Die seit den Siebziger Jahren des letzten Jahrhunderts fortschreitende Durchdringung von Industrie und Verwaltung mit Digitaltechnik hat zu einer Vielzahl von Insellösungen geführt, die nicht direkt miteinander kommunizieren können. Punktuell ist das Problem durch zentrale Applikationen von einzelnen Herstellern, primär im Bereich ERP und PLM, zwar gemildert aber nicht gelöst worden.

Vor diesem Hintergrund begann in 2011 die Diskussion zur Standardisierung und Integration der IT-Komponenten, die in 2012 mit den Umsetzungsempfehlungen des Arbeitskreises Industrie 4.0 erstmals als Konzept dargestellt wurden. In 2013 wurde der Abschlussbericht des Arbeitskreises übergeben und zusätzlich die Plattform Industrie 4.0 von Bitkom, VDMA und ZVEI gegründet.

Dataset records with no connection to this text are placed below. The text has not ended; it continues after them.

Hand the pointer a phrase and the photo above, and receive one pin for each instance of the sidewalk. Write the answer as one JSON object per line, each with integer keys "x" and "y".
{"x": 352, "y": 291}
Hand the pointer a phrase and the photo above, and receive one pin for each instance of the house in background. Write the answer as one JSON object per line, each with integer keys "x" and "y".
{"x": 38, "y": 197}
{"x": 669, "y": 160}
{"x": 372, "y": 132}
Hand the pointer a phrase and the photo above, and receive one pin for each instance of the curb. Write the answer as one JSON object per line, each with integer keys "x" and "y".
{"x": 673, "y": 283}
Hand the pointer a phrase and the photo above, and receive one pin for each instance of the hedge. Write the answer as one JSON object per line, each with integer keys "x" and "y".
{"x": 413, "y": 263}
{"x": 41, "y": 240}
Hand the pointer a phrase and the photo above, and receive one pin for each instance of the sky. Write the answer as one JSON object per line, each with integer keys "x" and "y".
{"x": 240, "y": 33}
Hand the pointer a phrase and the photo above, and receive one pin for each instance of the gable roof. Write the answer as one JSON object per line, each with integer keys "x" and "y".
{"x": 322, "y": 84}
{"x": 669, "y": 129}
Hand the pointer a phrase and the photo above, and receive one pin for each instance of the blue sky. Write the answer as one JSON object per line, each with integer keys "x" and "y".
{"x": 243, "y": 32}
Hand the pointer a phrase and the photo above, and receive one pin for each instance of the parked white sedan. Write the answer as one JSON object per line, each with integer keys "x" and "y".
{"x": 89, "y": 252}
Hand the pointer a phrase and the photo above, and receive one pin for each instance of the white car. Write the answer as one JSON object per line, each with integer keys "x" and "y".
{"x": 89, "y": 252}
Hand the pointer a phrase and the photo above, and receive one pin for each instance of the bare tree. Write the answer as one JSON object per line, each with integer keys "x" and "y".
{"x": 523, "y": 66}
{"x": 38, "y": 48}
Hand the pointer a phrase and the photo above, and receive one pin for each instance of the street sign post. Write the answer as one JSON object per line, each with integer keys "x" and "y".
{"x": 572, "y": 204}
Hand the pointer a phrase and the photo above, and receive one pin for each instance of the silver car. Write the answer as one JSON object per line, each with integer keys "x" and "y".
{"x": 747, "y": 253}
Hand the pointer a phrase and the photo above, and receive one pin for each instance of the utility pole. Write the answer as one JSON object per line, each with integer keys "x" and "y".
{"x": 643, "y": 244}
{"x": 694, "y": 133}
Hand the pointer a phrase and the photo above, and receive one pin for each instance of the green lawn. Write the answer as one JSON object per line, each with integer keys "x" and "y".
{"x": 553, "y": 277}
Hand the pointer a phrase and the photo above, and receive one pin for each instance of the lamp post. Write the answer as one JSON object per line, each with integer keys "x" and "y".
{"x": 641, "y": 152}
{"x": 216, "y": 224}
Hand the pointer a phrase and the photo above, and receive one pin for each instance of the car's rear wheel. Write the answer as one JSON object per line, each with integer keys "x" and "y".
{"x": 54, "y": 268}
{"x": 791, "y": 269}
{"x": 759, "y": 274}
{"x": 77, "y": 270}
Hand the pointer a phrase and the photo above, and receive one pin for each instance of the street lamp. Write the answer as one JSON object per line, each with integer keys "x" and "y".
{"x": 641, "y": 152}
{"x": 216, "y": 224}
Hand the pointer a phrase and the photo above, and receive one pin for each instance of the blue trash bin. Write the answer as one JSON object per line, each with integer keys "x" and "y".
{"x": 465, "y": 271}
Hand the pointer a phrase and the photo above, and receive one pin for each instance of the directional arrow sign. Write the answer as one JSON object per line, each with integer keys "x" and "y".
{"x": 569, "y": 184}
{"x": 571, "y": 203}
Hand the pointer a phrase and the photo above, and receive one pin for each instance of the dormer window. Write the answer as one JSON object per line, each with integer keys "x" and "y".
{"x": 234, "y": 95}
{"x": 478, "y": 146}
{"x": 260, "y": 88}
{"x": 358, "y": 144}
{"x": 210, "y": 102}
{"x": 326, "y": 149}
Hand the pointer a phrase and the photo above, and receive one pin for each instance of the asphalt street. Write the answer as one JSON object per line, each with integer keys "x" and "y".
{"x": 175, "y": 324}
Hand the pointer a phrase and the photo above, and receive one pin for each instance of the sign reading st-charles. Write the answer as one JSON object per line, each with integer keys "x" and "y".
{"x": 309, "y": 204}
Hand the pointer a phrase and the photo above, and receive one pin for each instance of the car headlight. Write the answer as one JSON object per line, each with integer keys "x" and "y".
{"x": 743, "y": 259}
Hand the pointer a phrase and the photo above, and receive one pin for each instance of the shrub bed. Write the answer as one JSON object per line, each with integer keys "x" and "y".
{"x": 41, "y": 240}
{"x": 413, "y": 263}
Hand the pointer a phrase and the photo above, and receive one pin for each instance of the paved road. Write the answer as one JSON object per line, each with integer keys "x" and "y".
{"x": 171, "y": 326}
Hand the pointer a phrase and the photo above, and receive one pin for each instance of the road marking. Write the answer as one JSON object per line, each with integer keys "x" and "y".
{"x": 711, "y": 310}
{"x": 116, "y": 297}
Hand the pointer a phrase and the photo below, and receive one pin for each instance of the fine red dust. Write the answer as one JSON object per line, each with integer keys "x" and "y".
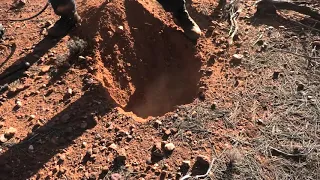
{"x": 147, "y": 66}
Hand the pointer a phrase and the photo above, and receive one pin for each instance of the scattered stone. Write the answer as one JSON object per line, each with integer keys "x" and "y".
{"x": 45, "y": 69}
{"x": 84, "y": 144}
{"x": 31, "y": 148}
{"x": 260, "y": 122}
{"x": 110, "y": 33}
{"x": 174, "y": 130}
{"x": 65, "y": 118}
{"x": 237, "y": 59}
{"x": 18, "y": 103}
{"x": 121, "y": 155}
{"x": 167, "y": 132}
{"x": 1, "y": 31}
{"x": 1, "y": 124}
{"x": 186, "y": 164}
{"x": 3, "y": 139}
{"x": 116, "y": 176}
{"x": 300, "y": 87}
{"x": 9, "y": 133}
{"x": 62, "y": 170}
{"x": 62, "y": 157}
{"x": 169, "y": 147}
{"x": 113, "y": 146}
{"x": 275, "y": 75}
{"x": 69, "y": 91}
{"x": 89, "y": 152}
{"x": 157, "y": 123}
{"x": 120, "y": 29}
{"x": 282, "y": 27}
{"x": 48, "y": 23}
{"x": 157, "y": 150}
{"x": 44, "y": 31}
{"x": 203, "y": 160}
{"x": 81, "y": 58}
{"x": 83, "y": 125}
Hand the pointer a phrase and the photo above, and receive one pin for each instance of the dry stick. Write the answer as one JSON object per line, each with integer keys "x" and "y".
{"x": 200, "y": 176}
{"x": 301, "y": 55}
{"x": 289, "y": 154}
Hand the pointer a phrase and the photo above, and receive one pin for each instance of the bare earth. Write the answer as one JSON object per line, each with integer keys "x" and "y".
{"x": 107, "y": 101}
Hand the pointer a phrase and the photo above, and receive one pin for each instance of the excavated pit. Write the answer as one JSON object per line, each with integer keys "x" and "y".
{"x": 148, "y": 67}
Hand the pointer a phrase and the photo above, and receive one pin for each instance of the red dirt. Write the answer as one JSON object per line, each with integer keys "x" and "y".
{"x": 129, "y": 79}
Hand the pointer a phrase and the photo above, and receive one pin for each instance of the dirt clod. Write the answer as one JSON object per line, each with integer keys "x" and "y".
{"x": 9, "y": 133}
{"x": 3, "y": 139}
{"x": 157, "y": 150}
{"x": 116, "y": 176}
{"x": 203, "y": 160}
{"x": 169, "y": 147}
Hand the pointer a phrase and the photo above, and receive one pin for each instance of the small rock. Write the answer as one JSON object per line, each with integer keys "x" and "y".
{"x": 186, "y": 164}
{"x": 89, "y": 152}
{"x": 65, "y": 118}
{"x": 84, "y": 125}
{"x": 157, "y": 150}
{"x": 120, "y": 29}
{"x": 81, "y": 58}
{"x": 48, "y": 23}
{"x": 62, "y": 157}
{"x": 275, "y": 75}
{"x": 3, "y": 139}
{"x": 203, "y": 160}
{"x": 45, "y": 69}
{"x": 237, "y": 58}
{"x": 116, "y": 176}
{"x": 167, "y": 132}
{"x": 18, "y": 104}
{"x": 44, "y": 31}
{"x": 300, "y": 87}
{"x": 69, "y": 91}
{"x": 113, "y": 146}
{"x": 282, "y": 27}
{"x": 1, "y": 124}
{"x": 260, "y": 121}
{"x": 31, "y": 148}
{"x": 62, "y": 170}
{"x": 9, "y": 133}
{"x": 157, "y": 123}
{"x": 121, "y": 155}
{"x": 169, "y": 147}
{"x": 84, "y": 144}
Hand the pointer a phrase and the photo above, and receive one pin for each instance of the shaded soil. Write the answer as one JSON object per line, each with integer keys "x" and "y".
{"x": 106, "y": 99}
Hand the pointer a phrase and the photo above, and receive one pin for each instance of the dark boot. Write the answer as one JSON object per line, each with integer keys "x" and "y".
{"x": 190, "y": 27}
{"x": 64, "y": 25}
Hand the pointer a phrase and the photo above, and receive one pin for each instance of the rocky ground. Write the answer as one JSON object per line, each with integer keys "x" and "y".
{"x": 127, "y": 96}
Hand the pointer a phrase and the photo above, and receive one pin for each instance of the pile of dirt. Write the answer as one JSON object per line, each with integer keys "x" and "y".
{"x": 147, "y": 66}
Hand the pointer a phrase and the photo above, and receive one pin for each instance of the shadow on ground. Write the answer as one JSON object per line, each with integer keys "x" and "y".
{"x": 53, "y": 137}
{"x": 148, "y": 69}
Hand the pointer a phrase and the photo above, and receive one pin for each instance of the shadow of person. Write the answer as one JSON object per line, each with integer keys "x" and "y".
{"x": 16, "y": 71}
{"x": 168, "y": 75}
{"x": 18, "y": 163}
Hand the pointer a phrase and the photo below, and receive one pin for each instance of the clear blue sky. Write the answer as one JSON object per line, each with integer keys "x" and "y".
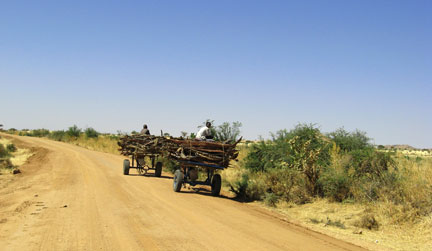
{"x": 114, "y": 65}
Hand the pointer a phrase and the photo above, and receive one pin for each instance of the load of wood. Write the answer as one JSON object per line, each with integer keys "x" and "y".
{"x": 179, "y": 149}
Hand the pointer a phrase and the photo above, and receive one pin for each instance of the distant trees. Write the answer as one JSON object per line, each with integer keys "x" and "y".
{"x": 91, "y": 133}
{"x": 73, "y": 131}
{"x": 350, "y": 141}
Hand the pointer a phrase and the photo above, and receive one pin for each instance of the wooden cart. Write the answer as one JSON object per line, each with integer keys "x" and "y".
{"x": 188, "y": 174}
{"x": 139, "y": 163}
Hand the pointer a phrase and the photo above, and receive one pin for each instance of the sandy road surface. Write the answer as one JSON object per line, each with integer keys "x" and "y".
{"x": 70, "y": 198}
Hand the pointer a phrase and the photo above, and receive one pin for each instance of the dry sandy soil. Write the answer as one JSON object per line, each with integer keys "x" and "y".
{"x": 70, "y": 198}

Der wesentlichste Kritikpunkt ist zur Zeit, dass außer Gremienarbeit und Maßnahmenempfehlungen keine belastbaren Ergebnisse vorliegen. Damit sind die auf Standardisierung und Integration beruhenden Ziele des Netzwerkes natürlich in Frage gestellt. Es bleibt abzuwarten, ob die neu gestaltete Struktur zu konkreten Anwendungen führen wird.

Parallel zur deutschen Aktivität wurde in den USA das „Industrial Internet Consortium (IIC)“, ebenfalls als Non-Profit Organisation, gegründet. Die Zielsetzungen entsprechen denen der deutschen Aktivitäten. Es ist abzusehen, dass die Geschwindigkeit der Umsetzung den Wettbewerb zwischen beiden Ansätzen und damit auch die Dominanz der entsprechenden Industrien entscheiden wird.

Zusätzlich hat China mit “Made in China 2025” eine eigene Initiative zum gleichen Themenblock aufgesetzt. Momentan ist noch nicht absehbar, welche Auswirkungen das auf die globale Struktur haben wird.